Frosty comes to town

Karen Reynolds
Contributing Writer

Yes, her name is Frosty and she’s not a snowman!

Frosty is a feisty, tiny female calliope hummingbird, weighing in at just 3.57 grams. This bird has never been seen in Indiana before. She has decided to make her home with Norma and Dave Jackson on O&M Street in North Vernon.

Normally, hummingbirds have flown south by November 15 each year, but, Frosty appears to be quite comfortable here in southeastern Indiana for an extended stay.

She has been stirring quite a bit of excitement among “birders” in the area. To date, she has had 115 visitors with that number growing every day. She actually has even had a visitor from as far away as Chicago!

According to Norma Jackson, Frosty has had a visit and a check-up from a bander, Tim Tolford from Liberty, Indiana. Tolford banded Frosty on December 27. He is one of only 100 banders in the United States and is state and federally licensed as a bander.

According to Norma, Tolford is really good at what he does. The Jacksons say they would “highly recommend him to anyone”. He caught Frosty in a small net, measured her wingspan and weighed her. Frosty did her part, too. She held incredibly still for this event, making not a peep until he was finished.

Tolford was able to definitely identify Frosty as a female hummingbird due to the white spots on her tail feathers. Norma said he worked “quickly and gently” with Frosty. The Jacksons were able to hold Frosty briefly and release her back to her world. Norma said she could feel Frosty’s heartbeat, which beat like “a little motor running”.
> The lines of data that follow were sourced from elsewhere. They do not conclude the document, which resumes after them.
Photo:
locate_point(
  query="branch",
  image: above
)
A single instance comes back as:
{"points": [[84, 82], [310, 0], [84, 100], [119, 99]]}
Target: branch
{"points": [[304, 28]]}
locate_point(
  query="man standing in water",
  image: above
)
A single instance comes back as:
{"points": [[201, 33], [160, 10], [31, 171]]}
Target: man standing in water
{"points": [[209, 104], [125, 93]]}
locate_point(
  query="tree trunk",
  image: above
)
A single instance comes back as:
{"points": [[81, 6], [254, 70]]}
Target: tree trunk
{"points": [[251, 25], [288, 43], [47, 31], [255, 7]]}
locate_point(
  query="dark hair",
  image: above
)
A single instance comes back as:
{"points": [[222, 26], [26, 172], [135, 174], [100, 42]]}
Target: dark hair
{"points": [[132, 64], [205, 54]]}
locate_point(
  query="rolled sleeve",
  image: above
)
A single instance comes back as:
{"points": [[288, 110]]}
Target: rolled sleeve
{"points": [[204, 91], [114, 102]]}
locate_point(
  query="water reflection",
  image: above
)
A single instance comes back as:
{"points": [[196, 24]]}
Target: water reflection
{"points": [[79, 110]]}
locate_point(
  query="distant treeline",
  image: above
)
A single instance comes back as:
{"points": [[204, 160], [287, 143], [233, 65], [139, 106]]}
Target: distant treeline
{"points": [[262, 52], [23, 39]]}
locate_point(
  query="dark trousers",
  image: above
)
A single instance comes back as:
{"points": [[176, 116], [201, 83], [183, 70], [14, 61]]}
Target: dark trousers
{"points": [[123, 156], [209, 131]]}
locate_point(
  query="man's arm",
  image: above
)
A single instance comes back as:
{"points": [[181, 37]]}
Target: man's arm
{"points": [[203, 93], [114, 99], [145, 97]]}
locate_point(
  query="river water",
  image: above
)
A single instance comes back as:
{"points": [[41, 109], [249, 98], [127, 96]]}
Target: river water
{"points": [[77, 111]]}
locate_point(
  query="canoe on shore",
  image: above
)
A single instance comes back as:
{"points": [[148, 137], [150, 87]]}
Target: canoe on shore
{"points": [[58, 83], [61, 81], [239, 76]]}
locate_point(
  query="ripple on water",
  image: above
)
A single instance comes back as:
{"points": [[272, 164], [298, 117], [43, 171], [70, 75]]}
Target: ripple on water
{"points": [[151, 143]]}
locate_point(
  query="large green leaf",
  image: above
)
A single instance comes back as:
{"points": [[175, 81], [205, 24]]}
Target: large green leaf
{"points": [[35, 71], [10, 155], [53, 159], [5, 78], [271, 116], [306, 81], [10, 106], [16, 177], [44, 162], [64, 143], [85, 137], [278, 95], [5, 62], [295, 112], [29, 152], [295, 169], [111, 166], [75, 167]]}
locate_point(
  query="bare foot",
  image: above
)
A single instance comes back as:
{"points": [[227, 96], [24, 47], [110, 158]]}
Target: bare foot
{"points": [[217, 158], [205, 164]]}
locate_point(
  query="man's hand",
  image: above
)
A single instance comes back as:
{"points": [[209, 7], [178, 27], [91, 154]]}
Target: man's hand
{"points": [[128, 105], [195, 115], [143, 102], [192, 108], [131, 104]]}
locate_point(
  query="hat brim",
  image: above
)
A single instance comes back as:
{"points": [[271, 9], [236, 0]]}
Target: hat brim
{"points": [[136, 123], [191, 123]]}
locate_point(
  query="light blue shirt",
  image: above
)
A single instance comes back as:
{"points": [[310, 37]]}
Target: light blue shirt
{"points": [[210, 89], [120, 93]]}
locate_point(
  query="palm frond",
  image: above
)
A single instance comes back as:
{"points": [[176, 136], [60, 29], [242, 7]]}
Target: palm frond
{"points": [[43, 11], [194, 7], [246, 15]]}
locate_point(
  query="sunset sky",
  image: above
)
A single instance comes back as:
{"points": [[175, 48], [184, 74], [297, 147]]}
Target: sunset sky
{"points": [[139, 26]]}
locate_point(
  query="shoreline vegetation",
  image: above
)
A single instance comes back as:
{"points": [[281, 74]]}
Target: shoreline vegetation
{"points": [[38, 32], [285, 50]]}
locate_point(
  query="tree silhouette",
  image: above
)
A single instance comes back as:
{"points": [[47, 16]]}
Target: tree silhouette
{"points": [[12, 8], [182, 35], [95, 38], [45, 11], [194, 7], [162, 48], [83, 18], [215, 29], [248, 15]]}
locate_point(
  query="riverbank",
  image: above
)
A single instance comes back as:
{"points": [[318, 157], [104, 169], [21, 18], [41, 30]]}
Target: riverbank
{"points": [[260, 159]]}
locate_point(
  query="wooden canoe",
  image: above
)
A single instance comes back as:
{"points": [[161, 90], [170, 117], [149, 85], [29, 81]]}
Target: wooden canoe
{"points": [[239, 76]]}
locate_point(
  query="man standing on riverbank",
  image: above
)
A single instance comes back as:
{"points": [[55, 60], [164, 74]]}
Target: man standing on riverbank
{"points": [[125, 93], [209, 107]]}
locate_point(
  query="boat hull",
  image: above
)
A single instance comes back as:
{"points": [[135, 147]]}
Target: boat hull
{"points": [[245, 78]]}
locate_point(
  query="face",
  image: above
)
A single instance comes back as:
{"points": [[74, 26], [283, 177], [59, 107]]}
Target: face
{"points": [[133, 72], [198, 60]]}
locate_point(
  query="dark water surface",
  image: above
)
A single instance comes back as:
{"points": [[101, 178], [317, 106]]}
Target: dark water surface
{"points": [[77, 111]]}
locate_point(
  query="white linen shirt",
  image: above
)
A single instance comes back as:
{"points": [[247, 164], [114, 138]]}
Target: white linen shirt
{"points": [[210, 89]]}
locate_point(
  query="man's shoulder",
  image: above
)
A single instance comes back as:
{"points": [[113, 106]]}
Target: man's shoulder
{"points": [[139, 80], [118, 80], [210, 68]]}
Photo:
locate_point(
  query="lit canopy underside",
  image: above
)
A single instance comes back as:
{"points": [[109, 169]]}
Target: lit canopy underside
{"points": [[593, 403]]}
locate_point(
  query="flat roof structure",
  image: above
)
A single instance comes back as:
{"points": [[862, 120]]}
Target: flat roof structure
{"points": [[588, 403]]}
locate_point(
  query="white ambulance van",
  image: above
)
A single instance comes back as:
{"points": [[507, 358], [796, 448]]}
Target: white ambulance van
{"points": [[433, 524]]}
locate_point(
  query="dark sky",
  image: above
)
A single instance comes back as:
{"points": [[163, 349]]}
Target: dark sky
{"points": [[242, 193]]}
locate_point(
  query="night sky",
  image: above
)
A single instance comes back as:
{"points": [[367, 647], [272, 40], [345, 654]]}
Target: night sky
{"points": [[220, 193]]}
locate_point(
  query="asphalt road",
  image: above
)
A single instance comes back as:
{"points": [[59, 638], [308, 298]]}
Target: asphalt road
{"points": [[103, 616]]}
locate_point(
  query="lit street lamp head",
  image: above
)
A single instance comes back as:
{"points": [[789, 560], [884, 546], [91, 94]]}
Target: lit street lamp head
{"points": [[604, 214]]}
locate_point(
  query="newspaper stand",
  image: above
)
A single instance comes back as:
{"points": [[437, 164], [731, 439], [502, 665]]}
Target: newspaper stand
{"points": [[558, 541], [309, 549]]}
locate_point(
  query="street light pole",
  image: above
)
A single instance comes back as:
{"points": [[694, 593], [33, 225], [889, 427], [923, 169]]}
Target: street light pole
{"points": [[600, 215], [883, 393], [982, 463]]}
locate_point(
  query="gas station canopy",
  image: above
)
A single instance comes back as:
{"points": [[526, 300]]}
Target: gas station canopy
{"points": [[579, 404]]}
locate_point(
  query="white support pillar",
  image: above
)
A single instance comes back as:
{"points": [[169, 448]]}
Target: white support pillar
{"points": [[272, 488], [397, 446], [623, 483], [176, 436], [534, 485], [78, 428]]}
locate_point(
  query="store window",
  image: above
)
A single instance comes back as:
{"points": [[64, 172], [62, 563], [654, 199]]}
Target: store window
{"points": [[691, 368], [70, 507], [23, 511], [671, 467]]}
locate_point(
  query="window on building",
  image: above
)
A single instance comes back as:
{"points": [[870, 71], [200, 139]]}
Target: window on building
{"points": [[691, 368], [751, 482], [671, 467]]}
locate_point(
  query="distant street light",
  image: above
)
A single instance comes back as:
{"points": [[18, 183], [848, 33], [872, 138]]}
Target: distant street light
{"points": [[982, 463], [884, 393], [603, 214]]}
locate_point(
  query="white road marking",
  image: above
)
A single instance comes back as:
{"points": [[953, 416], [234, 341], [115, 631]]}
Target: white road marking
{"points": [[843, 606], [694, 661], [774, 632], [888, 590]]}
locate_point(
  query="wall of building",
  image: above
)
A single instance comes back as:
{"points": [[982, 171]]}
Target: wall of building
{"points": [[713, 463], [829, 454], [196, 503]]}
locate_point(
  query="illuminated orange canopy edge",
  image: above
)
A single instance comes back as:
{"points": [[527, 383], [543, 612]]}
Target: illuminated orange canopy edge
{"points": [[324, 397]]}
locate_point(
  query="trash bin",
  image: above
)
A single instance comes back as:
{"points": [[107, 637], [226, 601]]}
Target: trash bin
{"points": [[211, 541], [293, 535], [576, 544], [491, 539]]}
Norma said she and her husband are happy to share Frosty with others. Dan Gorney, president of the Amos W. Butler Audubon Society in Indianapolis, has been a frequent visitor to see Frosty. There is a fear that Frosty might freeze if the weather changes. According to Gorney, “She’ll know when to leave and will not freeze.”

Other visitors have come from the Muscatatuck Wildlife Refuge and Amy Wilms, president of the Indiana Audubon Society has made a visit. Ryan Sanderson, a photographer from Indianapolis, has taken many pictures of Frosty.

What makes Frosty’s stay in Indiana so remarkable is that she has been identified by Bob Sargent, member of the Hummer Bird Society from Clay, Alabama, as a calliope hummingbird. No one has ever seen a calliope in Indiana before. Up until this time, there have been five species of hummingbirds that have made their home in Indiana and Frosty now represents the sixth group.

According to bander Tim Tolford, the hummingbird species known as the calliope is the smallest breeding bird in North America with a life expectancy of 3-5 years. Frosty was probably born last summer. These birds typically weigh about the same as a penny. Calliope hummingbirds normally winter in Mexico and spend the summer months in the northwest United States and southwestern Canada. Frosty is a vagrant, meaning she has somehow gotten sidetracked during migration.

She was named Frosty by the Jacksons. The day they named it, she was sitting on the bird feeder and there was frost on the ground. They decided “Frosty” would be an appropriate name for the bird who is braving the cold weather to take up residence in Indiana.

The Jackson’s have come to think of Frosty as their pet, part of the family, who joined them to help celebrate the Christmas season. Norma said, “Frosty is God’s little gift to us, one of His precious creatures that we enjoy. We invite everyone to come visit Frosty and share the joy.” You might want to call the Jackson’s first at 812-346-7306 to see if Frosty is “about”.

Frosty usually hangs out in the Jackson’s backyard in the mornings. She even has a heated bird feeder that was provided by Dan Gorney.

Watching Frosty is a rare treat.

Pictured above, Frosty, the little hummingbird that has taken up residency in North Vernon, gets a drink from the feeder at the home of Norma and Dave Jackson on O&M Street.